Rich, dense, and beautifully golden, this Classic Butter Pound Cake delivers that old-fashioned bakery flavor with a smooth, glossy glaze that sets to a delicate sheen. With simple pantry ingredients and reliable steps, it’s the kind of cake you’ll return to again and again.
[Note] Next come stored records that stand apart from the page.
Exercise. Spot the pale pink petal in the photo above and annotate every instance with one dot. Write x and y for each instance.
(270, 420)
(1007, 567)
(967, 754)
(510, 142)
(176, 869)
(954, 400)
  • Simple pantry glaze: Pours on smooth and sets with a pretty sheen.
  • 👩‍🍳 Reliable bake: Straightforward steps and bakery-worthy results.

Ingredients

For the Cake

  • 1 pound (4 sticks) unsalted butter, softened
  • 2 ½ cups granulated sugar
  • 1 teaspoon vanilla extract
  • 1 teaspoon almond extract (optional but recommended)
  • 8 large eggs
  • 3 cups all-purpose flour
  • 1 teaspoon baking powder
  • ½ teaspoon salt
  • 1 cup whole milk

For the White Glaze

  • 1 ½ cups powdered sugar
  • 2–3 tablespoons milk or heavy cream
  • ½ teaspoon vanilla extract

Instructions

  1. Prep: Preheat oven to 325°F (165°C). Grease a 10-inch tube or Bundt pan and lightly dust with flour.
  2. Cream: In a large bowl, beat butter and sugar until very light and fluffy (5–7 minutes). Mix in vanilla and almond extract.
  3. Add eggs: Beat in the eggs one at a time, scraping the bowl as needed.
  4. Dry mix: In a separate bowl, whisk flour, baking powder, and salt.
  5. Alternate: Add the dry mixture to the butter mixture in 3 additions, alternating with the milk (start and end with dry). Mix just until smooth—do not overmix.
  6. Bake: Transfer batter to the pan, smooth the top, and bake 1 hour 20–30 minutes, or until a toothpick comes out clean.
  7. Cool: Let cool in the pan 15–20 minutes, then invert onto a rack.
  8. Glaze: Whisk powdered sugar, milk/cream, and vanilla until pourable but not thin. Drizzle over the warm cake and let set 15–20 minutes before slicing.